Stokes enjoyed a successful first season in the IPL. Going into the tournament under some pressure as the most expensive pick in the auction - he was bought by Rising Pune Supergiant for £1.7m - he finished with a maiden T20 century (against Gujarat Lions), 12 wickets and some outstanding displays of fielding to earn the Most Valuable Player award. And, among the top players he rubbed shoulders with while he was there was Australia captain, Steven Smith, who suggested a minor technical change.

"He just gave a little tip out in India, something on my technique, something that he felt could help me with," Stokes said. "Just that I was losing my backside a bit when I was hitting.

"I am always trying to get better as a player, no matter how things are going. I'm always trying to expand my game and look into how I can hit more areas or bowl different balls or whatever it is. I'm always looking to learn and am never happy with how I am going. I think once you get comfortable with what you are offering it is dangerous territory to be in."

The most noticeable aspect of Stokes' batting on Saturday was his composure.
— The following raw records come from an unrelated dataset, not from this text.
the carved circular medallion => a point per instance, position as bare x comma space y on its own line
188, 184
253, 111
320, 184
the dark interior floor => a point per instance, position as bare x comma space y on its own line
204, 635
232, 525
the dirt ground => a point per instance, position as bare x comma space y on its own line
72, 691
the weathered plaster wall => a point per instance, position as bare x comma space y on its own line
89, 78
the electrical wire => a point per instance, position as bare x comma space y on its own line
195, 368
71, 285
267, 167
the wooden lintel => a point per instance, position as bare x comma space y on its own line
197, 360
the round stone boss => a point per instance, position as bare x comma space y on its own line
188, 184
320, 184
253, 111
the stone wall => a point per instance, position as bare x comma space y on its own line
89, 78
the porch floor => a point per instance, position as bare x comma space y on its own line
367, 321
Whereas, in the past, he might have become flustered by the match situation or the number of dot balls he faced against a decent Australia attack, on this occasion he gave himself the time to build an innings secure in the knowledge that he had the power and range of strokes to make up time.
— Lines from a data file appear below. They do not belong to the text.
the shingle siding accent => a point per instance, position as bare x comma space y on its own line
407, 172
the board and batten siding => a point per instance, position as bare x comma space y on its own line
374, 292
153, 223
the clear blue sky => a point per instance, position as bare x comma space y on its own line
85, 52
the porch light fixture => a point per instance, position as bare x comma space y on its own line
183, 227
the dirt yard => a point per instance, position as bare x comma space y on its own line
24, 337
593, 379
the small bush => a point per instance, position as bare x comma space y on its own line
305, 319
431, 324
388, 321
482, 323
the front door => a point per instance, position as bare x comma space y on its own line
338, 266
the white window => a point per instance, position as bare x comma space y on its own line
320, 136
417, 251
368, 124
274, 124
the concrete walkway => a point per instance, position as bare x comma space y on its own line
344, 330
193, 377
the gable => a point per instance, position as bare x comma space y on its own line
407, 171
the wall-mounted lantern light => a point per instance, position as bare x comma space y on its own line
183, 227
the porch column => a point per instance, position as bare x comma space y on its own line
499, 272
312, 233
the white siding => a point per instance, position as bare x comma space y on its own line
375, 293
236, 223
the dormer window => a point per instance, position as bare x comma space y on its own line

"I didn't put any pressure on myself," Stokes said. "I knew I could catch up. Obviously having someone like Eoin Morgan at the other end, playing like he is does, takes the pressure off. He is always looking to be positive and I think we are boundary-hitters, so we know that if we have a few dot balls it is not going to faze us too much.

"We are always going to try to take the positive route regardless of the start that we get, play every good ball on its merit but at the same time we know we have got to be aggressive and on the front foot because that is what has made us such a dangerous team. Being 35 for 3 doesn't mean there is any real reason for us to change that."
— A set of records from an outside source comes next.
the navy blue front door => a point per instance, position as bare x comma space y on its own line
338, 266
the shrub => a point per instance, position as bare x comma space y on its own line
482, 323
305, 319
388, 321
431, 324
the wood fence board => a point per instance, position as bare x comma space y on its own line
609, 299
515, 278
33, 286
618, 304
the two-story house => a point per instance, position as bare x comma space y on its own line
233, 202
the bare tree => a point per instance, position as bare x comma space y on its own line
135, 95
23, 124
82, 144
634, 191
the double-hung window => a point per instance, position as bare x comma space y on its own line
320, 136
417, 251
Despite the praise for England's batting, Stokes was keen to credit the bowlers for their part in England's success. He praised Mark Wood and Adil Rashid, in particular, with both men bagging four-wicket hauls as England again found a way to claim wickets in the middle-over period during which other attacks have struggled to make much of an impression. He also confirmed that his knee, a source of concern going into the tournament, was giving him no trouble.

"There will probably be quite a lot of write-ups about how we chased," he said. "But the fact that the bowlers managed to restrict Australia to under 300 - when at one stage it looked as if they might score 340 - was credit to how we bowled, for Woody and Rash to get four wickets each on that wicket with that boundary."

"My bowling is obviously not back to where I want it to be but I am trying and training to get it back to where I want it to be. My knee is good. The confidence is there now knowing that I am not going to have to worry about it."

England, the only unbeaten side in the competition, took Sunday off and will resume training on Monday in Cardiff. Their semi-final takes place there on Wednesday.